Dördüncü ve muhtemelen son duruşma 10-11 Mayıs 2018 tarihinde yapılacak. Ağır siyasi baskı altındaki mahkeme muhtemelen en üst seviyeden ceza yağdıracak biz gazeteci yazarlara…
Fikir beyanının karşılığı ağırlaştırılmış müebbet hapis, yani idam. Lehimizde AYM ve AİHM’ nin ‘emsal-pilot’ niteliğinde üç önemli kararı var fakat mahkeme uygulamıyor ve direniyor.
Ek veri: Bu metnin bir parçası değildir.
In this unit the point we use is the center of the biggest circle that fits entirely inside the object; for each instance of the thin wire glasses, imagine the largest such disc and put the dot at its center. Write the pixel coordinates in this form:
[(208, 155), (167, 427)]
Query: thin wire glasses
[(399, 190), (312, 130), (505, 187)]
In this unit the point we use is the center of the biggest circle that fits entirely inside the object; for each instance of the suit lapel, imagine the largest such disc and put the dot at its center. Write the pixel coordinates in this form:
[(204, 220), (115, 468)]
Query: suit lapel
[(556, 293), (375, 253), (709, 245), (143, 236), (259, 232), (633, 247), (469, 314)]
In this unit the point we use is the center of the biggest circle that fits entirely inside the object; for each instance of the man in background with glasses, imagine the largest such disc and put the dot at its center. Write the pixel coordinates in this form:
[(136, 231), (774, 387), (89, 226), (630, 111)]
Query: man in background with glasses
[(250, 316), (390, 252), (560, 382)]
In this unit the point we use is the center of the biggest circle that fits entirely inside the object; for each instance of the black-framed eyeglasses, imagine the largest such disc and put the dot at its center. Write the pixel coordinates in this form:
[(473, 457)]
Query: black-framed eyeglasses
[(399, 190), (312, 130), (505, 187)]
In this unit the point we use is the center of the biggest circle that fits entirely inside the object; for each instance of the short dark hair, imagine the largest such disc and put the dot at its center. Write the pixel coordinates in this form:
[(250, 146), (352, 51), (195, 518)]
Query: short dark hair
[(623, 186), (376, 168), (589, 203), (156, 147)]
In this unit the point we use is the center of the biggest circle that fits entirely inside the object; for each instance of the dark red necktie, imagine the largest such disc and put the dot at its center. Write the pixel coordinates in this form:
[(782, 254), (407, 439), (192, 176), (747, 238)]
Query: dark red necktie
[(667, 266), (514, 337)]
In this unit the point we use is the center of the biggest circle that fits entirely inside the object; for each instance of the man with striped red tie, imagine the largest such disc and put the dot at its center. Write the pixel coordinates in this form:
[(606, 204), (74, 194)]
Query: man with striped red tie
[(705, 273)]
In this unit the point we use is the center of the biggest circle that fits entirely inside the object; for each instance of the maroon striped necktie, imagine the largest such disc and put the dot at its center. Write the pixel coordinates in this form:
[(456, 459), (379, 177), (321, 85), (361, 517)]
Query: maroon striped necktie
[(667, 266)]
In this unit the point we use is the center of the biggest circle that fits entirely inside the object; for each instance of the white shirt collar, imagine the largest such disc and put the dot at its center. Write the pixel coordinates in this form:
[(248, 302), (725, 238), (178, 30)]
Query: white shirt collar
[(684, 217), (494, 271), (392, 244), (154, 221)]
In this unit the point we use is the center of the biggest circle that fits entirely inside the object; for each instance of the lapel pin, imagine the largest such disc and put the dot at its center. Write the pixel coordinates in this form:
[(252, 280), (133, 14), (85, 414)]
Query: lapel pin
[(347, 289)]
“HIS MAJESTY’S LAW EGEMENDİR”
Türkiye’de hukuk devleti 2014’de rafa kaldırıldı, yerine kaba-saba da olsa bir ‘kanun devlet’i geldi. 15 Temmuz’dan sonra ise sadece ‘keyfi hukuk’ yani ‘His majesty’s law’ egemendir.
Yazdıklarımla ve fikri duruşumla gurur duyuyorum. Yazdıklarımdan dolayı kesinlikle pişman değilim. İktidardan özür dilemedim ve dilemeyeceğim.
Öyle bir mahkeme yargılıyor ki beni, delil veya savunma yerine Hazreti Musa gibi Tur dağından kucağımda ilahi 10 Emir’i getirsem bile aldırış etmeyecekler. Hazreti Cebrail nüzul etse, onu da tutuklamaya kalkışabilirler…
Mahkemeyi etkileyecek kaynağı biliyorum, ama o merciye seslenmeyi de ilk duruşmadan beri zül saydım, zül sayıyorum.
“ONUN ZULMÜYLE HAPİS YATMAYI LÜTFÜYLE BIRAKILMAYA TERCİH EDERİM”
Onun lütfuyla zindandan çıkmaktansa, onun zulmüyle hapis yatmayı tercih ediyorum. Benim için şereftir, iftihar kaynağıdır.
Herkes bir kere daha bilsin ve duysun; bu politik bir dava. Aslı astarı olmayan, hukuksuz, gülünç, maskara bir dosya…
-Burada cürümler değil niyetler,
-Kesin eylemler değil fikirler,
-Maddi suç delilleri değil, siyasi pozisyonlar yargılanıyor…
Bana ağır müebbet verebilirler ama hukuken mahkum ve daha önemlisi mahcup edemezler. Hapiste tutabilirler ama inandırıcı bir suç isnad edemezler.
“ÖLDÜREBİLİRLER AMA ASLA UTANDIRAMAZLAR”
Bu zindanda beni öldürebilirler ama asla utandıramazlar.
Suç delili diye ortaya konulan şeyleri ben gururla sahipleniyorum. Evet, ben Zaman gazetesinde yazdım; evet, savcının suç delili diye üç yıl aradan sonra dosyaya iliştirdiği yazıları ben yazdım. Hiç pişman değilim. Kalemimin hakkını verdim; yolsuzluğu alkışlamadım, hırsızlığı çikolataya bulayıp hazmetmedim, zalimlere yağ çekmedim, görmezden gelmedim…
Evet, ben Ahmet Turan Alkan; Zaman yazarıyım, muhalifim. Evet, vaktiyle iktidarın canını sıktım, hâlâ da başını ağrıtıyorum anladığıma göre…
“BOĞAZIMI KESEN BIÇAĞI YALAMAYACAĞIM”
Boğazımı kesen bıçağı yalamayacağım. Zalimden af dilemeyeceğim. Siyasetin memurlarına ‘n’oolur beni tahliye edin’ diye yalvarmayacağım.
Hürriyete, temel insan haklarına ve demokrasiye inanan vicdanlara hitap ediyorum. Beni ve bizleri yakından tanımadığınız halde, haklı mücadelemizde yanımızda durup desteklediğiniz için kendim ve ailem adına sizlere çok teşekkür ediyorum.”